Kartenausschnitt Nordthüringisch

Karte: Arbeitsstelle Thüringische Dialektforschung

Nordthüringisch reicht bis an die niederdeutsch-mitteldeutsche Sprachgrenze, die auch unter dem Namen ik/ich-Linie bekannt ist. Diese verläuft durch das nördliche Eichsfeld quer durch den Harz und trennt p, t, k von f, s, ch (z. B. up/uf, Water/Wasser, ik/ich). Weitere Merkmale des Raumes sind die langen i und u wie in Wiin 'Wein' und Huus 'Haus', r-lose Pronomen wie ha, mi 'er, wir', die Pluralbildung auf -s wie in Maachens 'Mädchen' und Wörter wie poten und trecken, die ins Niederdeutsche weisen. Die Gründe hierfür ergeben sich aus der naturgemäß ungleich starken Ausprägung und Geschlossenheit von Sprachgrenzen. Der thüringische Charakter zeigt sich z. B. an der Senkung von e zu hellem a wie asse, Laawen 'essen, Leben' und an der Realisierung von nd als ng wie in finge 'finden'.
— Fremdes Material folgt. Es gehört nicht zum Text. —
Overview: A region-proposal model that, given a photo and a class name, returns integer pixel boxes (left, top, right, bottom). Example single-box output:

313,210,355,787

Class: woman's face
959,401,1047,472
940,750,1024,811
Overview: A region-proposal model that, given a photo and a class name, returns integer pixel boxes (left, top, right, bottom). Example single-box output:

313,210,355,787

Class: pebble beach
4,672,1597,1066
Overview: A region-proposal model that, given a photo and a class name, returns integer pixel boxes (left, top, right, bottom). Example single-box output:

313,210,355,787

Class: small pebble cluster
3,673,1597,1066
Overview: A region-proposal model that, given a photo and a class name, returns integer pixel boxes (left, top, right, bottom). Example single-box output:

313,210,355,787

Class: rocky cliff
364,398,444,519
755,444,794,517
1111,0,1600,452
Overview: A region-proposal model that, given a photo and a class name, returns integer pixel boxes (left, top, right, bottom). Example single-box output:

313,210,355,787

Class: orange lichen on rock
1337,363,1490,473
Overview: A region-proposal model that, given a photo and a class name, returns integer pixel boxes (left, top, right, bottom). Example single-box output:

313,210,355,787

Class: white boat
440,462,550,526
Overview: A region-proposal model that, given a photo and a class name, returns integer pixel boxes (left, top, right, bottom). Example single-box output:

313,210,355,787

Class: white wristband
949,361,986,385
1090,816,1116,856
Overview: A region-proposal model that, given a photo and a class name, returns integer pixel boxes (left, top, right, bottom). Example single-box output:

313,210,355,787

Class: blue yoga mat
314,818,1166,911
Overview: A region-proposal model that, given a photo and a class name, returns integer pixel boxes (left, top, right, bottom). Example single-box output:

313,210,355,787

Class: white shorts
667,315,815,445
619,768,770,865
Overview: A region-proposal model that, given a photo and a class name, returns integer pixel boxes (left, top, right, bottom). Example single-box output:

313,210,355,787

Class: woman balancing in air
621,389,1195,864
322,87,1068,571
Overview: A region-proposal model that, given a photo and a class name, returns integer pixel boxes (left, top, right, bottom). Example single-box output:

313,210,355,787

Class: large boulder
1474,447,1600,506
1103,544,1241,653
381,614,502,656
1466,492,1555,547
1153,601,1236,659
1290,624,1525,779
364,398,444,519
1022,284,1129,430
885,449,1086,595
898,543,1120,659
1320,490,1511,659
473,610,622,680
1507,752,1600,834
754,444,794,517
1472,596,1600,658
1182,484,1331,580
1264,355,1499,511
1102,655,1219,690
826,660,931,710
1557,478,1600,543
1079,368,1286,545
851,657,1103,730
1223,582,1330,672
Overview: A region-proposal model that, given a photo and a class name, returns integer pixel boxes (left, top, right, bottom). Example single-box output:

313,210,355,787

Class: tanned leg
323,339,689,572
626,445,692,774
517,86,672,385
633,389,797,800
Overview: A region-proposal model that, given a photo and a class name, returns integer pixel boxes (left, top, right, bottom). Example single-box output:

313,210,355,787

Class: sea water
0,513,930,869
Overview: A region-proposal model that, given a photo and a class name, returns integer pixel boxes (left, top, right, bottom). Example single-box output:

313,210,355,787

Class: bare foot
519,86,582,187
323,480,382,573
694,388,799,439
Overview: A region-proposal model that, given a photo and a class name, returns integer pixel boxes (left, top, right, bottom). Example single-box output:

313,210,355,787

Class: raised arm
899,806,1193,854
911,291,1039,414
Das Eichsfeldische findet man im thüringischen Norden und südlich des Harzes um Heilbad Heiligenstadt, Worbis und Mühlhausen. Es unterscheidet sich vom übrigen Nordthüringischen durch die Verwendung von nit anstelle von nicht (Daher haben die Eichsfelder ihren Necknamen "Eichsfelder Nitten".) entlang der sog. Hainichstaffel sowie durch die Vorsilbe ge- anstelle von je-. In den nördlichen Orten des Eichsfeldes gibt es schon ausgeprägte niederdeutsche Dialekteinflüsse, Wortbelege wie mant 'nur', mang 'zwischen', Kiepe 'Tragkorb' oder Pott 'Topf' zeigen dies.

Der nördlichste Teil des Arbeitsgebietes im Bereich um Bad Sachsa liegt nicht mehr in Thüringen, sondern schon in Niedersachsen.